They say it is the biggest one they ever had. People talking about it will be a federal case, and a sign of war. Etc. I at least hoped it wouldn't be as serious as they say.
For repercussions, there are both official and unofficial consequences, and both of those depend on just how much of a "smoking gun" can be found.
Right now there is a DDoS attack with some strong but unspecific evidence it originated somewhere vaguely within the Chinese government. That is not much to go on, and the repercussions are likely minimal. Some "don't do that" statements by some key players, maybe some diplomats work some diplomatic channels, that's about it.
If, however, it can be tracked back to a specific people, a specific attack by a specific part of the government, then some mostly diplomatic responses from various groups are possible. In the diplomatic circles there may be some snubbing, some contracts lost or cancelled, and so on. If enough specific individuals and specific agencies can be uncovered with specific details about what they did then certain lawsuits may follow, or government orders to limit trade for a few months may follow, but those are less likely.
In the technical circles there may be some blacklists that block the DDoS that stay in place too long, effectively denying service to those whose browsers triggered the DDoS attack. Those are different repercussions than the official ones, and those rules may stay in place in various servers for quite some time.
A good compromise that would make all parties happy would be cutting the cables that connect China to the rest of the world.
It would give the Chinese government what they want (no more imperialist poisoning their people, you dirty capitalist pigs), and it would immediately stop the DDoS and a large number of other annoying hacker attacks.
(Of course it would also mean that companies like e.g. Blizzard can no longer sell their online services to Chinese customers for 1/10 of the revenue they get everywhere else, so that isn't going to happen.)

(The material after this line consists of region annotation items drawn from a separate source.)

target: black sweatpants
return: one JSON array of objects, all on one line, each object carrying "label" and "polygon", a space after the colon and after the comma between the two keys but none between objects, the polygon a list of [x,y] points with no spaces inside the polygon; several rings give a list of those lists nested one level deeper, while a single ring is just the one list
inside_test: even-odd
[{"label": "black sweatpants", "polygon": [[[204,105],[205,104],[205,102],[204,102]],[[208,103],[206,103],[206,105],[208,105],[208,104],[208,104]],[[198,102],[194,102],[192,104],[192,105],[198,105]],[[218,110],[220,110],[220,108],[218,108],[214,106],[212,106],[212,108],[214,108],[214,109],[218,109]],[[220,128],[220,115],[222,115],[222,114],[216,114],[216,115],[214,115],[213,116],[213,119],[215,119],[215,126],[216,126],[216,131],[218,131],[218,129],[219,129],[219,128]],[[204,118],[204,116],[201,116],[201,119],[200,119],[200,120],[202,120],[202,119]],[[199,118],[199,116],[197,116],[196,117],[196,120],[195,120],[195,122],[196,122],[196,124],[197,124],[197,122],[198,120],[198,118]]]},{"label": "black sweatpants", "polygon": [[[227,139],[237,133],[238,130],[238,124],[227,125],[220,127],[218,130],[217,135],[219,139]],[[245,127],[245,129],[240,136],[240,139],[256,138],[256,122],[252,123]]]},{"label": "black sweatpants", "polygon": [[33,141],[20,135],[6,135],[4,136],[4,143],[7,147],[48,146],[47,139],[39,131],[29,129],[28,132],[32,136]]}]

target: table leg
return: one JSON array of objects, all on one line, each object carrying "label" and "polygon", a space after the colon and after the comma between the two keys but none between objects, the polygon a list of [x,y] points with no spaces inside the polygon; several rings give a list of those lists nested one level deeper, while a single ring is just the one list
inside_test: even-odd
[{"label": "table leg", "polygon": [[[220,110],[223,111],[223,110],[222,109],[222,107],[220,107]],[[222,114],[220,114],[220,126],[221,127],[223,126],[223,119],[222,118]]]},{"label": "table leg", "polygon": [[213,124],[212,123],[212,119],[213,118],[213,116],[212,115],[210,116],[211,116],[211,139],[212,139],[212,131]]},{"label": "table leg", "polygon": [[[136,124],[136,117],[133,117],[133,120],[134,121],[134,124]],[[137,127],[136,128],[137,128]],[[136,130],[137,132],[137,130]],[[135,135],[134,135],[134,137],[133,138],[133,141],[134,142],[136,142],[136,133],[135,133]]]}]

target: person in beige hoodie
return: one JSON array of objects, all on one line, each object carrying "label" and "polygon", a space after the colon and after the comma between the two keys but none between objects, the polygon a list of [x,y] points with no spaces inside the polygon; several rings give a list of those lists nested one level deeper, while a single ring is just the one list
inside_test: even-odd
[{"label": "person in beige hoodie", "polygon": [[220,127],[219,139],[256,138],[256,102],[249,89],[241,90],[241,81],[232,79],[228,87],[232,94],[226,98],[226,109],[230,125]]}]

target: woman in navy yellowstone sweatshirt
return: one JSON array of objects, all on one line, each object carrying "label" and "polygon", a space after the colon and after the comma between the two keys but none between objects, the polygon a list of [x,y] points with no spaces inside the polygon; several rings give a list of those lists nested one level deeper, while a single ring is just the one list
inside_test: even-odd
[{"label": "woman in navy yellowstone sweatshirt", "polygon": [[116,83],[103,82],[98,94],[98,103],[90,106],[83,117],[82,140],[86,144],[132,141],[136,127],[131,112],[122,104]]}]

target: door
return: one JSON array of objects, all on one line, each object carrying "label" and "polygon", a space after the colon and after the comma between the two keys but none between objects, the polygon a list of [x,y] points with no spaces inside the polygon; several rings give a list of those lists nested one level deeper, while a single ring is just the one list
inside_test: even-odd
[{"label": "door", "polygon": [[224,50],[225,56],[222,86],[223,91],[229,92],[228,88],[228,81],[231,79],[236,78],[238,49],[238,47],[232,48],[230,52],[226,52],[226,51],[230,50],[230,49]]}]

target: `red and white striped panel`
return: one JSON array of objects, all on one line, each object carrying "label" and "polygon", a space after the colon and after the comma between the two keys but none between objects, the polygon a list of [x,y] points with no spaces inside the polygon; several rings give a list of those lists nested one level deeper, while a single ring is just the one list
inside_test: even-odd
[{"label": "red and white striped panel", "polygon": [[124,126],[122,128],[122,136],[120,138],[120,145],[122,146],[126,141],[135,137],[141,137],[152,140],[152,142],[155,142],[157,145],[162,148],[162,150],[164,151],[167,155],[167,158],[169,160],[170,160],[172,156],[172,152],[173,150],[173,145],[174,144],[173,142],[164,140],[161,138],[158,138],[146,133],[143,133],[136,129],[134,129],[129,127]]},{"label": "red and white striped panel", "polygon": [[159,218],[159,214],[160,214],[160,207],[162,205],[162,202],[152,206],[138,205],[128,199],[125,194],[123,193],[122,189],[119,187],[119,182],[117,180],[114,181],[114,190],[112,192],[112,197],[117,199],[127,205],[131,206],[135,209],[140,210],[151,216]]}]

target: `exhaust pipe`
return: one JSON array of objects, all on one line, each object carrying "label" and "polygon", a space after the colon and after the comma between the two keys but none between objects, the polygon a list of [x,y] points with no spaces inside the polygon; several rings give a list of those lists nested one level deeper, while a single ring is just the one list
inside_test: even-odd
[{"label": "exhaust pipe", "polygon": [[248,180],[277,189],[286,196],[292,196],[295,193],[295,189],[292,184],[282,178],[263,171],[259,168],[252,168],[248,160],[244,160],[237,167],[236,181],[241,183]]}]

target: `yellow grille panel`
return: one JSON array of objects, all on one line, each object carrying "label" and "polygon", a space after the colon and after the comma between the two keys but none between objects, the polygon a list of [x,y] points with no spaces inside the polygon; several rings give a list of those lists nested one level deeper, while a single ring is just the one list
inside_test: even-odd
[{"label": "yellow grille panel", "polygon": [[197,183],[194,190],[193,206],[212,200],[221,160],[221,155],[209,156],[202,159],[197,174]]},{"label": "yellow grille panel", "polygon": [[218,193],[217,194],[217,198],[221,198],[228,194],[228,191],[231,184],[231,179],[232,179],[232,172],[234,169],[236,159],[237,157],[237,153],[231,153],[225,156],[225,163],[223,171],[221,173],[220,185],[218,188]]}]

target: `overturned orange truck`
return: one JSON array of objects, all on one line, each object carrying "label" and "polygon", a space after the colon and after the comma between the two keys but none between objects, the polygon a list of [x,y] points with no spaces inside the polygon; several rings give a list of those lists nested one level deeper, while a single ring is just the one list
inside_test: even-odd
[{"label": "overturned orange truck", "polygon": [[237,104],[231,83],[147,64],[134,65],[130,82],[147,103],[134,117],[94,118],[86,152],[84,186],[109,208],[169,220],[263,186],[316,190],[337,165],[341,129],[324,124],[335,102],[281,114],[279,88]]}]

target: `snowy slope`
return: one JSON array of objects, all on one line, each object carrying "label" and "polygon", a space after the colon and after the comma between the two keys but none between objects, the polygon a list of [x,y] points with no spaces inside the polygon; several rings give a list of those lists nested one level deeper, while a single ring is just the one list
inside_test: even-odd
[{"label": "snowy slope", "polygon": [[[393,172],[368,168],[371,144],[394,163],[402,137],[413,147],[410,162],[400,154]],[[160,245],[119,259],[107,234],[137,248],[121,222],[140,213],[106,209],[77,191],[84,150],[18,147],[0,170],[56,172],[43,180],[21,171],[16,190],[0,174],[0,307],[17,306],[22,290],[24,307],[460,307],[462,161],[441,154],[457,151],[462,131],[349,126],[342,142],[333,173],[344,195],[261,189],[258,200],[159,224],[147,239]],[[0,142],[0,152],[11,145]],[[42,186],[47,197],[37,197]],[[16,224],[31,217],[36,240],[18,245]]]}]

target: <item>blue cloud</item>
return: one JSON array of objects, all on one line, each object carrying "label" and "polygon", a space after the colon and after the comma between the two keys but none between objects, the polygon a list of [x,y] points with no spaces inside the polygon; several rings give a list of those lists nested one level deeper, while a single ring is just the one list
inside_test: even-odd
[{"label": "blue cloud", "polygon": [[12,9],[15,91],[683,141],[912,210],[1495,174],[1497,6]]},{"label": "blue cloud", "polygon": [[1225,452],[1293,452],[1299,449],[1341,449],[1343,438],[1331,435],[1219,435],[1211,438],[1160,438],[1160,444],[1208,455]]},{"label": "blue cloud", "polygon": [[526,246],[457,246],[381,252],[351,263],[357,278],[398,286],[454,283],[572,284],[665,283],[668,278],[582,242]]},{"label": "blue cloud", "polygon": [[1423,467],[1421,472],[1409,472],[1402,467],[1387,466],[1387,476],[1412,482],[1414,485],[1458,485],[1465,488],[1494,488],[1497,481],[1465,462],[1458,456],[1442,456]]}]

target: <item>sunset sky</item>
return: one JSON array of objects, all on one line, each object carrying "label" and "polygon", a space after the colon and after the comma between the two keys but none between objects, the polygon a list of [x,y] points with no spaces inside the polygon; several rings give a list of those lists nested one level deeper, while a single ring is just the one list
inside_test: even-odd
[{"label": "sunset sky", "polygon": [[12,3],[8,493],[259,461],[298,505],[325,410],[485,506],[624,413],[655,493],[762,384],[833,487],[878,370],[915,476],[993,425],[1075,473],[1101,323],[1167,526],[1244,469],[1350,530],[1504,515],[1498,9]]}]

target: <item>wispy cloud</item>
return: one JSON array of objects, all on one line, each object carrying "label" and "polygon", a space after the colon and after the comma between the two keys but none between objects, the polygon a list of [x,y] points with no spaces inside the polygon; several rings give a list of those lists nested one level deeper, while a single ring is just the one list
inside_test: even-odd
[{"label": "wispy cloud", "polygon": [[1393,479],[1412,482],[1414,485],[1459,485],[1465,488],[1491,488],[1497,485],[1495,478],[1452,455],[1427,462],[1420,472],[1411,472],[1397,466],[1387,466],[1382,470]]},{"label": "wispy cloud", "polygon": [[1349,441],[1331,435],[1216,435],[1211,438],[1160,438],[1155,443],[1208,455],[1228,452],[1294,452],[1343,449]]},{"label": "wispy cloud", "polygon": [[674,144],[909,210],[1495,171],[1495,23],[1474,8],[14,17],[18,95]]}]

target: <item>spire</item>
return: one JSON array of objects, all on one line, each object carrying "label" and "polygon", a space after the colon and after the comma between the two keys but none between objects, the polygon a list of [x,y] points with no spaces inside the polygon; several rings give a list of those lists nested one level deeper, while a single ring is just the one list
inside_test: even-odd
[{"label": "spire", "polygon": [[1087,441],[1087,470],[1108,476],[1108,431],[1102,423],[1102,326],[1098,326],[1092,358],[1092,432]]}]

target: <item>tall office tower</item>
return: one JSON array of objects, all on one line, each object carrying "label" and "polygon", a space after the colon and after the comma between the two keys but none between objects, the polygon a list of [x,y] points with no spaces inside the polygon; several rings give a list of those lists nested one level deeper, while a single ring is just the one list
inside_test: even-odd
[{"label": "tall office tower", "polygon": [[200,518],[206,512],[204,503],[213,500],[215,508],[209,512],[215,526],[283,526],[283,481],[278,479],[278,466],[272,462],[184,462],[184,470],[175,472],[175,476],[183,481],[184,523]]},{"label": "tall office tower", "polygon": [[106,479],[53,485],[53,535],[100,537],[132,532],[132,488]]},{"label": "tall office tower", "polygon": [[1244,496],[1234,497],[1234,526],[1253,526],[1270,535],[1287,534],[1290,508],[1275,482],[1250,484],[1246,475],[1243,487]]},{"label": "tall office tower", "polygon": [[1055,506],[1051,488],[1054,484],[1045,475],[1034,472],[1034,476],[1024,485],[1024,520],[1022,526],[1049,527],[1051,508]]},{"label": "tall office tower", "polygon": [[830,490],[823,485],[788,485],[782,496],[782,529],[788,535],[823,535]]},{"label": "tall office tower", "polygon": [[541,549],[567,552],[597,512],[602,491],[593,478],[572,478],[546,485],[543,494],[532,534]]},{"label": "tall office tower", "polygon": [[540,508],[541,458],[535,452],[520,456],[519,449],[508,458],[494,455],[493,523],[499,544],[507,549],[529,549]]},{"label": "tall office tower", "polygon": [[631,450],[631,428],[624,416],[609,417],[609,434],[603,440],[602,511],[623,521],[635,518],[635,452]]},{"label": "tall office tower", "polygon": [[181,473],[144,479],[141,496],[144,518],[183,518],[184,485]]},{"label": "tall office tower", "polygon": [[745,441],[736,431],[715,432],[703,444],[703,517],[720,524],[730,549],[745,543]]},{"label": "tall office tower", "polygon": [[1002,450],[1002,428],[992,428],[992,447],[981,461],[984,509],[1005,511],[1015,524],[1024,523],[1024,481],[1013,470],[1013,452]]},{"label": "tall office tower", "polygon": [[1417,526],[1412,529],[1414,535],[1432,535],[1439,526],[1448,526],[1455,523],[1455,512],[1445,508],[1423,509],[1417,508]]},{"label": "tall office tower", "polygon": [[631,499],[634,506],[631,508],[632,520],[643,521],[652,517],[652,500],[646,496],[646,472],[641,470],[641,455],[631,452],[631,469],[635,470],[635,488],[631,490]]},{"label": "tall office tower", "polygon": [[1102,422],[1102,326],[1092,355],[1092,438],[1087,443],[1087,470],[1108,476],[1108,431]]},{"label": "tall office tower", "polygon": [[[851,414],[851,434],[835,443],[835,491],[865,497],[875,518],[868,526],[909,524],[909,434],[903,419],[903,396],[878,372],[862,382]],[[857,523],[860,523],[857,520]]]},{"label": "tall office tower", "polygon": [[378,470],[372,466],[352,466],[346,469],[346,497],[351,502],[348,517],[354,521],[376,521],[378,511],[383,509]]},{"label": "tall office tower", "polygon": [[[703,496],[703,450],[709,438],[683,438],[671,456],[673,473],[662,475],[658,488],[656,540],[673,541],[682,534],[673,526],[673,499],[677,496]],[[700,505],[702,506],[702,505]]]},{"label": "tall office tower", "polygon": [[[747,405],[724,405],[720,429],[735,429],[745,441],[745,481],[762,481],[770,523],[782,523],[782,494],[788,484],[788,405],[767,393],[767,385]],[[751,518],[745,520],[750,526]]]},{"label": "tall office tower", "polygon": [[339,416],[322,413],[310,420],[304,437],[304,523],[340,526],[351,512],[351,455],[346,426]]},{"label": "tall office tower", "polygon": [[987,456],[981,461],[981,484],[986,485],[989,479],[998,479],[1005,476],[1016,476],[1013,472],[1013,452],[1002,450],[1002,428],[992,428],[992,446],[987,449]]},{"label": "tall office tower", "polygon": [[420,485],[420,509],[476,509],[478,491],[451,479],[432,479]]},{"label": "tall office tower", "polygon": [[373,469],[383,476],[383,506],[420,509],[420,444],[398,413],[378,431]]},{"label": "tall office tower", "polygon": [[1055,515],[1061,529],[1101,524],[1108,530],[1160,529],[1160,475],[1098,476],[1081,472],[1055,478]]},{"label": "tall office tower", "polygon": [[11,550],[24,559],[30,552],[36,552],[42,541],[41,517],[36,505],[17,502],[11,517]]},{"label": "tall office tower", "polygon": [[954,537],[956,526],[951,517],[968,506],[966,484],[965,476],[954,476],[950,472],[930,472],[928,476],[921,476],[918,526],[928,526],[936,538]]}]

Though there is something I don't get: As frob pointed out, one result of this is usually that the offending ip ranges are blocked and remain blocked for some time. Which, presumably, is exactly what they want: No access to those two git-hub projects from within china. But if that was their goal, why would they design the attack in a way that all the requests originate from outside of china?
This is actually quite specific: http://insight-labs.org/?p=1682Though there is something I don't get: As frob pointed out, one result of this is usually that the offending ip ranges are blocked and remain blocked for some time. Which, presumably, is exactly what they want: No access to those two git-hub projects from within china. But if that was their goal, why would they design the attack in a way that all the requests originate from outside of china?
Who do we know that has the known capability to do man on the side HTTP hijacking outside of China... TURMOIL anyone?
The question then would be, what benefit is there in making it look like the Chinese government is overtly attacking freedom via cyberattacks at this moment in time?